Glad as I was that so many women were out on a Sunday afternoon to see a documentary about Andrea Dworkin, it terrifies me that it could end there for them. What a hideous waste it would be if all they got out of the film was reassurance that Andrea Dworkin cared about things more important than women, women’s dignity, women’s bodies, women’s lives. My desperate hope is that some of the women were roused enough by My Name is Andrea that they’ll find one of Dworkin’s books and actually read it, actually learn something. Start with Our Blood (1976), the book I gave both my younger sisters. Read Intercourse (1987), in spite of what you’ve heard, do it now, it’s urgent. I think that if these women would read what Andrea Dworkin wrote then maybe they could begin to feel it again: the flare in the heart, the animal churn that signals the resuscitation of our longing to be free. And then maybe together we will be ready to chart a plan less pathetic than putting ourselves to the side and selling ourselves short in an ever-expanding tent. Maybe, if we are fierce and proud in our fight for women, as Andrea Dworkin knew we’d have to be if we do not apologize for this fight that we have chosen, maybe then we will finally claim for ourselves one day of real freedom, in Andrea’s honor. 
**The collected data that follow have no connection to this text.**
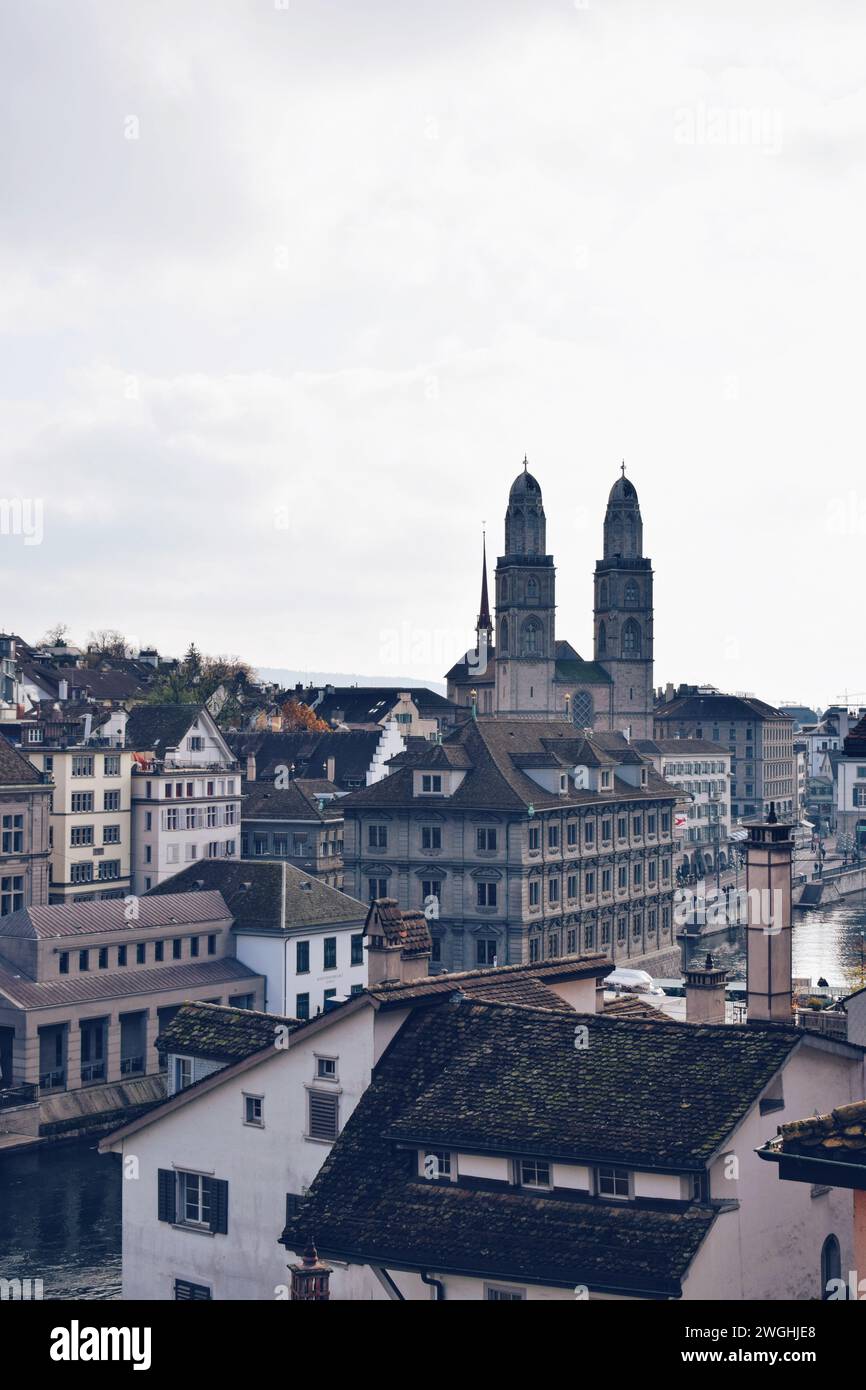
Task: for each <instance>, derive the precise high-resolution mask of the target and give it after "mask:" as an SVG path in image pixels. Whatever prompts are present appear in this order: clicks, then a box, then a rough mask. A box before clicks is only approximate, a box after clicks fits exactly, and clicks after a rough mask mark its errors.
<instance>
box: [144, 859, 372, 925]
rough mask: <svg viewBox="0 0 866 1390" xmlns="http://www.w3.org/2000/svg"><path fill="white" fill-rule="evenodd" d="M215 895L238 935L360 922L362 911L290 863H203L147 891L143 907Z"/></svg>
mask: <svg viewBox="0 0 866 1390" xmlns="http://www.w3.org/2000/svg"><path fill="white" fill-rule="evenodd" d="M203 890H218V891H220V892H221V894H222V897H224V898H225V902H227V905H228V912H229V913H231V916H232V917H234V919H235V929H236V930H239V931H243V930H254V931H291V930H296V929H303V927H317V926H321V927H325V926H331V924H334V926H343V924H349V923H359V924H360V923H361V922H363V920H364V917H366V915H367V906H366V903H363V902H359V901H357V898H350V897H349V894H348V892H341V891H339V888H331V887H329V885H328V884H325V883H322V881H321V880H320V878H316V877H313V876H311V874H309V873H304V872H303V870H302V869H296V867H295V866H293V865H289V863H274V862H271V860H263V859H202V860H199V863H195V865H189V867H186V869H182V870H181V873H177V874H174V876H172V877H171V878H168V880H165V883H163V884H160V885H158V887H156V888H152V890H150V892H149V894H146V895H145V898H142V902H147V901H150V899H152V898H154V897H160V895H161V894H164V892H170V894H182V895H185V897H186V895H188V894H196V895H200V894H202V891H203Z"/></svg>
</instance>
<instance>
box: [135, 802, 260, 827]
mask: <svg viewBox="0 0 866 1390" xmlns="http://www.w3.org/2000/svg"><path fill="white" fill-rule="evenodd" d="M236 824H238V806H236V803H235V802H229V803H228V805H227V806H168V808H167V809H165V810H163V812H161V813H160V826H161V828H163V830H217V828H218V827H220V826H236ZM152 828H153V812H150V810H147V812H145V830H152Z"/></svg>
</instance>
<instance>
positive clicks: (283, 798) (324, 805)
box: [240, 777, 343, 824]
Aurora linnea is a radical lesbian (eco)feminist writer living at the ocean’s edge in the region of North America colonizers dubbed “Maine.” She strives to contribute to the global feminist struggle to end male dominion through poetic dissidence and uncompromising disloyalty to the necrophilic patriarchal empire presently destroying life on earth. 


One thought on “My Name is Andrea: A Review by aurora linnea

  1. Thank you for reviewing I am Andrea. She has been my hero since I read Intercourse and Scapegoats and Right wing women etc. She spoke the truth to power. She was correct in her assessment of patriarchy and all its atrocities. She is relevant so many years later. I wish more women had her courage. I am sorry she died way too soon.